„Fußball und Kultur“
Eine beeindruckende Legende

Altenberge -

Die russische Fußball-Legende Lew Jaschin war Thema in der jüngsten Kulturwerkstatt-Reihe in Altenberge. Dort widmeten sich Dietrich Schulze-Marmeling, Autor zahlreicher Bücher über das runde Leder, und Russland-Experte Lothar Szych, ehemaliger Sozialreferent an der Deutschen Botschaft in Moskau, dem Thema. Ben Redelings moderierte.

Sonntag, 21.05.2017, 17:05 Uhr

Sprachen über Lew Jaschin und den Fußball (v.l.): Lothar Szych, Ben Redelings und Dietrich Schulze-Marmeling.  Die zahlreichen Besucher lauschten gespannt.
Sprachen über Lew Jaschin und den Fußball (v.l.): Lothar Szych, Ben Redelings und Dietrich Schulze-Marmeling.  Die zahlreichen Besucher lauschten gespannt. Foto: Rainer Nix

Er war der Russe, den man bewundern durfte, auch als der „Kalte Krieg“ zwischen Ost und West in den 1960er Jahren beunruhigende Blüten trieb. Der Fußball-Torhüter Lew Jaschin (1929-1990), „Löwe von Moskau“ genannt, war eine Legende. Allzu viele Zigaretten brachten ihn jedoch 1990 mit 60 Jahren in sein frühes Grab. So durfte er nicht mehr erleben, dass ihn der Weltfußballverband 1999 zum „Torwart des 20. Jahrhunderts“ ernannte. Bis zu seinem 37. Lebensjahr spielte er Weltklasse-Fußball.

Am Freitagabend stand in der Kulturwerkstatt Altenberge eine weitere Folge der Reihe „Fußball und Kultur“ auf dem Programm. Dietrich Schulze-Marmeling , Autor zahlreicher Bücher über das runde Leder, schildert in seiner Biografie „Lew Jaschin“ die Bedeutung des sowjetischen Torhüters. Moderator Ben Redelings und Russland-Experte Lothar Szych, ehemaliger Sozialreferent an der Deutschen Botschaft in Moskau, sprachen über das Thema.
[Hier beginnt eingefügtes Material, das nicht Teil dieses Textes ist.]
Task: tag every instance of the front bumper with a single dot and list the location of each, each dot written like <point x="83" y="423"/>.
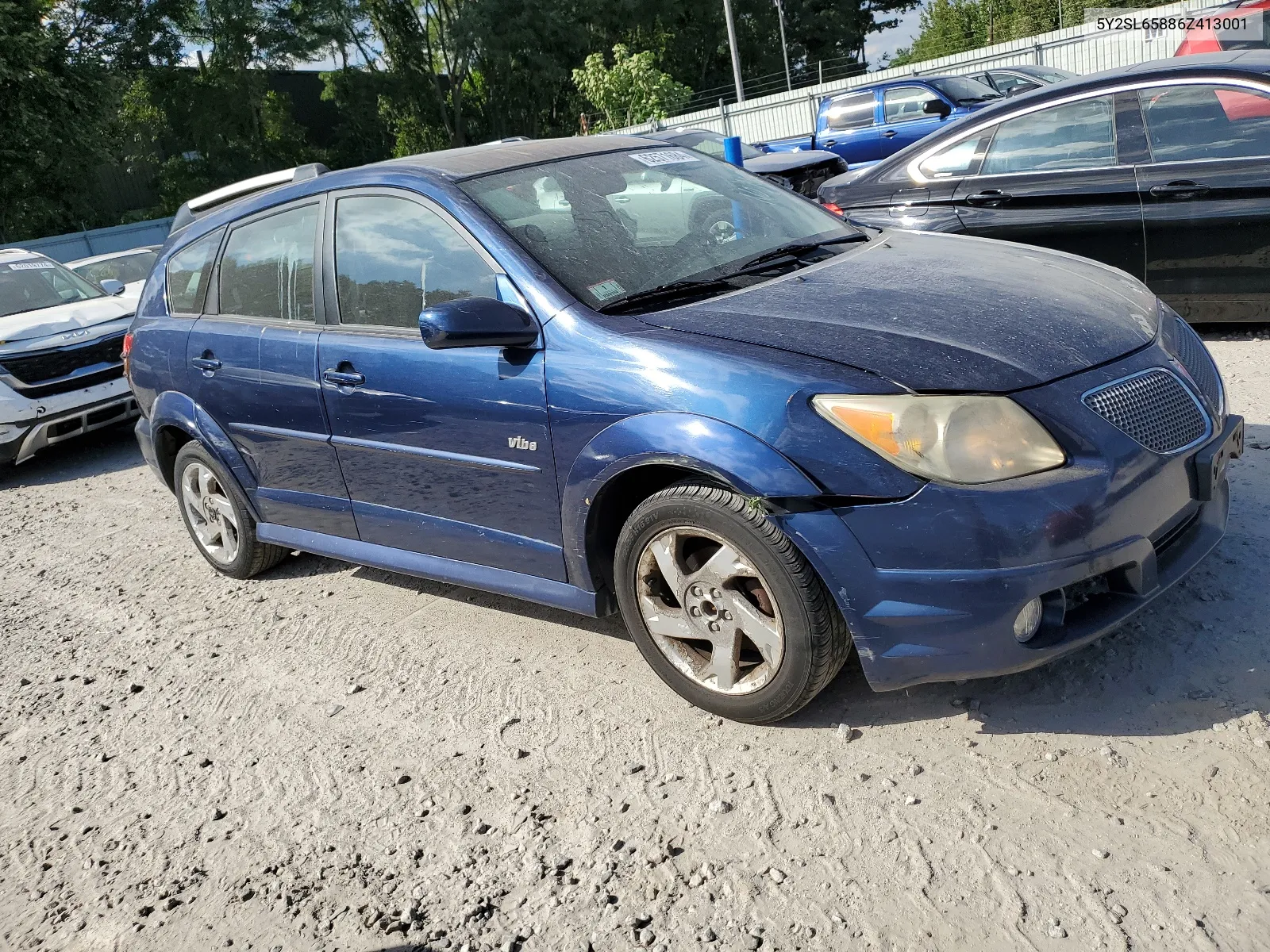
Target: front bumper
<point x="930" y="587"/>
<point x="67" y="416"/>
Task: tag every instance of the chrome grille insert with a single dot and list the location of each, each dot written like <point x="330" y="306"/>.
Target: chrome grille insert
<point x="1153" y="408"/>
<point x="1199" y="365"/>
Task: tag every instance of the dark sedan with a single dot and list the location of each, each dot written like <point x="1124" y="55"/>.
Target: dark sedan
<point x="803" y="171"/>
<point x="1161" y="169"/>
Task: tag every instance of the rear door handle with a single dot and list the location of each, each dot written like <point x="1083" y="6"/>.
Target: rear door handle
<point x="344" y="380"/>
<point x="990" y="198"/>
<point x="1180" y="190"/>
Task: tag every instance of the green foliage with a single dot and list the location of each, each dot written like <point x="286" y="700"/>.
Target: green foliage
<point x="956" y="25"/>
<point x="630" y="90"/>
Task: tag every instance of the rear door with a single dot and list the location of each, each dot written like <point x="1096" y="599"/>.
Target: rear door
<point x="253" y="361"/>
<point x="903" y="120"/>
<point x="444" y="452"/>
<point x="1052" y="177"/>
<point x="1206" y="197"/>
<point x="849" y="127"/>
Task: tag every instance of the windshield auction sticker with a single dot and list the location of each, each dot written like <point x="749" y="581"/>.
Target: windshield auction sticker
<point x="666" y="156"/>
<point x="605" y="290"/>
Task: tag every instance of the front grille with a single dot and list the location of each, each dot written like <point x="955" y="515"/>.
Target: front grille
<point x="1153" y="408"/>
<point x="1199" y="365"/>
<point x="48" y="368"/>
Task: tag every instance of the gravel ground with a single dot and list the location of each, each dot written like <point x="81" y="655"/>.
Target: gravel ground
<point x="337" y="758"/>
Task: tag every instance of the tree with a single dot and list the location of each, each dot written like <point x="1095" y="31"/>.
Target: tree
<point x="632" y="90"/>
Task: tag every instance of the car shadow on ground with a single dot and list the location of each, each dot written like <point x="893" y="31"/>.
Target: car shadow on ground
<point x="95" y="454"/>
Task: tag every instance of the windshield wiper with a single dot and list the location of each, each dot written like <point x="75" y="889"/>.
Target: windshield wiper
<point x="664" y="292"/>
<point x="794" y="251"/>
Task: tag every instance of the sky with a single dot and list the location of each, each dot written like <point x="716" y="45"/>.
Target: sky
<point x="892" y="40"/>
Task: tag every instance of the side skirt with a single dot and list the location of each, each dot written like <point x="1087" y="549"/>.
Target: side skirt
<point x="502" y="582"/>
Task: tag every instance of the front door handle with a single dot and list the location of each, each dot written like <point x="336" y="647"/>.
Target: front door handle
<point x="342" y="378"/>
<point x="988" y="198"/>
<point x="1181" y="190"/>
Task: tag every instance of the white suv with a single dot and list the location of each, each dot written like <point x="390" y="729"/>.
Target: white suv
<point x="61" y="365"/>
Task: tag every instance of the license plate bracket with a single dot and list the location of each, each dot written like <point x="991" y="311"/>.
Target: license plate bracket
<point x="1212" y="461"/>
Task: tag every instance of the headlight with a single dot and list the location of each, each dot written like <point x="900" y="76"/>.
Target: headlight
<point x="948" y="438"/>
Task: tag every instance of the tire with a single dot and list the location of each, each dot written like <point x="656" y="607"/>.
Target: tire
<point x="779" y="638"/>
<point x="216" y="513"/>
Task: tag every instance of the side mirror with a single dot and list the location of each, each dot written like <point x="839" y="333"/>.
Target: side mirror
<point x="937" y="107"/>
<point x="476" y="321"/>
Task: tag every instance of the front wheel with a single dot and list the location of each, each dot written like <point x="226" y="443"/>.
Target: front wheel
<point x="724" y="607"/>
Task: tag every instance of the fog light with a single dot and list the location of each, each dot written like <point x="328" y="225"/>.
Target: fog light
<point x="1028" y="621"/>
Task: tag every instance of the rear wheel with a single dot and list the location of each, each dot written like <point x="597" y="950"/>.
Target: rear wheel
<point x="724" y="607"/>
<point x="217" y="517"/>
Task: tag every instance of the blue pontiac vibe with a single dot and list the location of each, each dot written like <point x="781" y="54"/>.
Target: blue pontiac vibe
<point x="615" y="374"/>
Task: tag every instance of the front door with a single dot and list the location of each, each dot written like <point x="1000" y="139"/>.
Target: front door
<point x="444" y="452"/>
<point x="1052" y="178"/>
<point x="1206" y="198"/>
<point x="254" y="359"/>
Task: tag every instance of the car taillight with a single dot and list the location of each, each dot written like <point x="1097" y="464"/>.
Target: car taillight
<point x="127" y="351"/>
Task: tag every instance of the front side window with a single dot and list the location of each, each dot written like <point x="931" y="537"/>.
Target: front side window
<point x="267" y="270"/>
<point x="125" y="268"/>
<point x="1206" y="122"/>
<point x="614" y="225"/>
<point x="1079" y="135"/>
<point x="906" y="103"/>
<point x="38" y="283"/>
<point x="188" y="273"/>
<point x="394" y="258"/>
<point x="959" y="159"/>
<point x="851" y="112"/>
„Die Recherchen gestalteten sich schwierig“, so Schulze-Marmeling. Quellen aus der ehemaligen DDR-Zeitungslandschaft bildeten die Wirklichkeit nicht unbedingt 1:1 ab. In einem späten Stadium des Projektes sprachen der Autor und Szych mit der Witwe des Fußballers, Valentina. „Ich wollte ein besseres Gefühl für die Persönlichkeit Jaschins bekommen“, so Schulze-Marmeling, was auch gelang.

Der Torwart, der auch im Eishockey oder Schach zu Hause war, gilt als der bedeutendste Spieler in der Geschichte des russischen Fußballs. Seine Karriere hatte auch politische Aspekte. Er sollte den neuen sozialistischen Menschen repräsentieren. Obwohl Jaschin ein starker Raucher war, der es gegen Ende seines Lebens auf 80 Zigaretten pro Tag brachte und obschon er vor jedem Spiel ein Glas Wodka trank, hatte er offiziell keine Laster. „Er war nie mit Zigarette oder einem Glas Wodka auf Fotos zu sehen“, so Szych. Das hätte dem Idealbild eines sozialistischen Menschen widersprochen. Sein Verhalten als Torwart war untypisch. Er wollte nicht auf der Linie warten, bis ein Ball kommt, sondern lief auch raus. Mit seinen schnellen Abwürfen setzte er die Spieler seiner Mannschaft des FK Dynamo Moskau stets rasch wieder in Szene.

Schulze-Marmeling sieht den Fußball generell als „janusköpfig“. Auf der einen Seite verbinde er die Menschen verschiedener Nationen, auf der anderen Seite sorge er für Spannungen. Letztlich, und das habe die Geschichte Jaschins gezeigt, könne Fußball jedoch vor allem zur Völkerverständigung beitragen. Innerhalb der Mannschaften seien Rassismus und Nationalismus kein Thema. Außerdem biete Fußball die Möglichkeit, etwas über die Gepflogenheiten in anderen Ländern zu lernen. Allerdings müssten die Medien da auch mitspielen. Bereits heute befürchte die russische Bevölkerung, die Berichterstattung über die Fußball-WM 2018 in Russland könnte sich hauptsächlich auf negative Aspekte konzentrieren.